ニッケイ新聞 2009年7月4日付け
アモリン外相は「G8サミットは死んだ」と十五日前に宣言したが、第三十五回G8サミットを一週間後に控えた米独両国では、同会議の棺桶に蓋をするかのような発言が相次いでいることを三日付けフォーリャ紙が報じた。
メルケル独首相は二日、独議会で「G8サミットは、時代遅れ。
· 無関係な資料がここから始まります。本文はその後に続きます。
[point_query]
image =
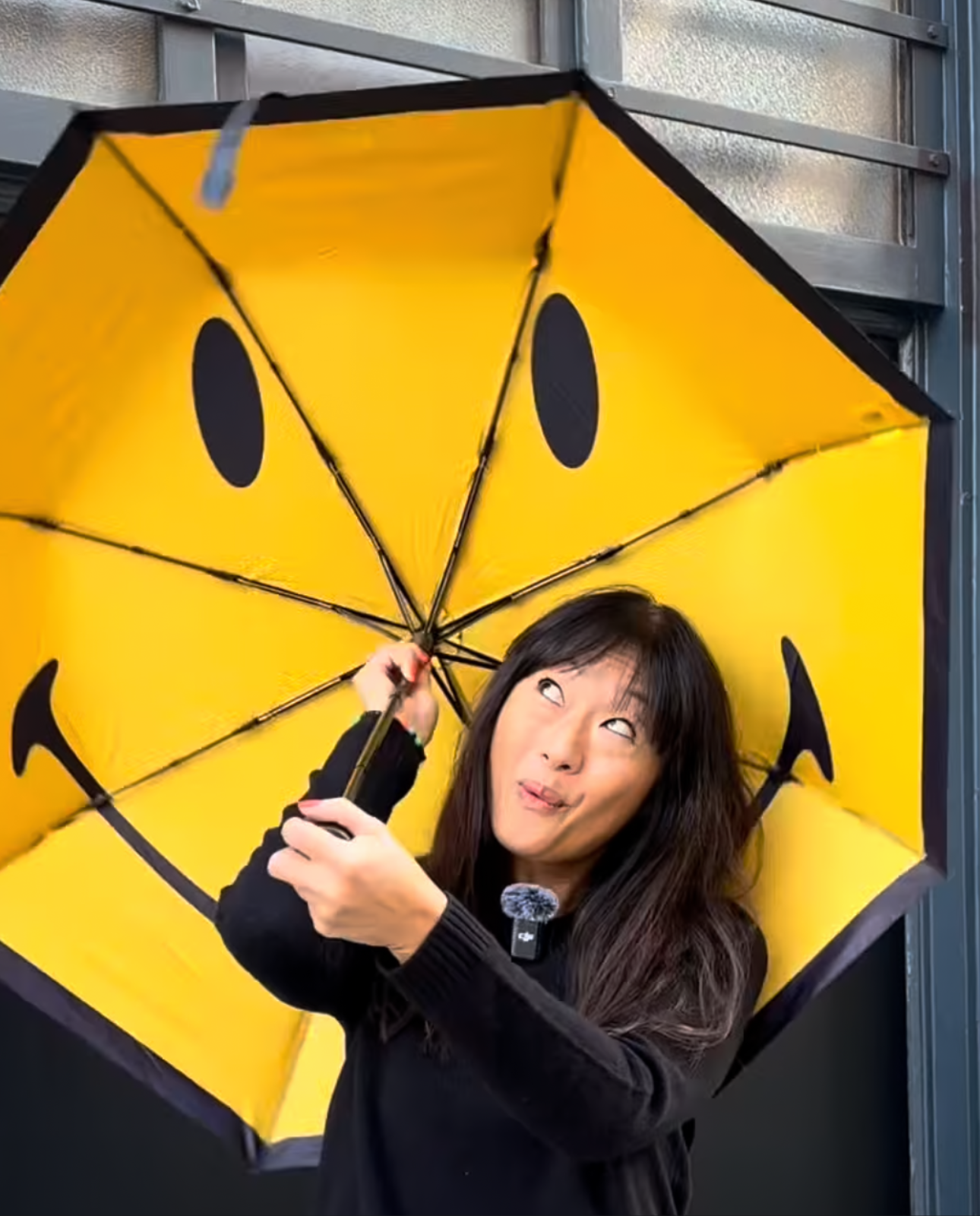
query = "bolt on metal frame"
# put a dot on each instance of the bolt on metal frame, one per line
(931, 277)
国際経済の未来を論じるには、ブラジルのリードで結成されたG20が理想的だ」と述べた。
イタリアで開催されるG8サミットは、米国で九月開催予定の第三回G20の準備会議トーク・ショーになりそうだと、ホワイト・ハウスのマイケル・フローマン国際経済担当官がいった。
ロンドンとピッツバーグで開催された二回のG20は月並みのG8とは異なり、問題の核心を突いた的確な審議が行われたと、オバマ大統領を交えた非公式会議で同担当官が言及した。
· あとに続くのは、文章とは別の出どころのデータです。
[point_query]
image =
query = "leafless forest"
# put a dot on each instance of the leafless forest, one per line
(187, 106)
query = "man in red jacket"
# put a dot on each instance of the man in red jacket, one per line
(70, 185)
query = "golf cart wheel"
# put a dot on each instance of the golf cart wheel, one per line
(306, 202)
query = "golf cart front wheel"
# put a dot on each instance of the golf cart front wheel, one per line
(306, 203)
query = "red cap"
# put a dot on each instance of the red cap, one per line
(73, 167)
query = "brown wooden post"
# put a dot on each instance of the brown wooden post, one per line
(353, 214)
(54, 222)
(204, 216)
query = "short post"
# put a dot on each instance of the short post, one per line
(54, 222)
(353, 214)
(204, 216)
G8終焉とG20格上げが成れば、ブラジル外務省の希望通り。G20サミットとなれば、ブラジルが国際経済の自称指導者として座長席にしゃしゃり出る。お鉢が回るのは、ブラジルが期待していたところだ。
イタリアでは、二つの国際会議が催される。G8とG5+1(ブラジルと中国、インド、メキシコ、南アフリカ、エジプト)だ。ここでブラジルはイラン問題で顔を売る。オバマ米大統領が顔を出す所は全て、イランが中心議題になる。
ホルムス海峡は、国際経済の急所。G8は二つの国際会議開催前に非公式会合を開き、イラン問題で先手を打つ考えらしい。ルーラ大統領がイラン選挙に敗れた野党の抗議は、負け犬の弁明だと位置付けたからだ。
イランに関しては、ブラジルと欧米の間に大きな見解差がある。中国もアハマジネジャド支持。後は、米国とロシアの出方だ。イタリア・サミット前夜祭は、二派の旗印が鮮明となった。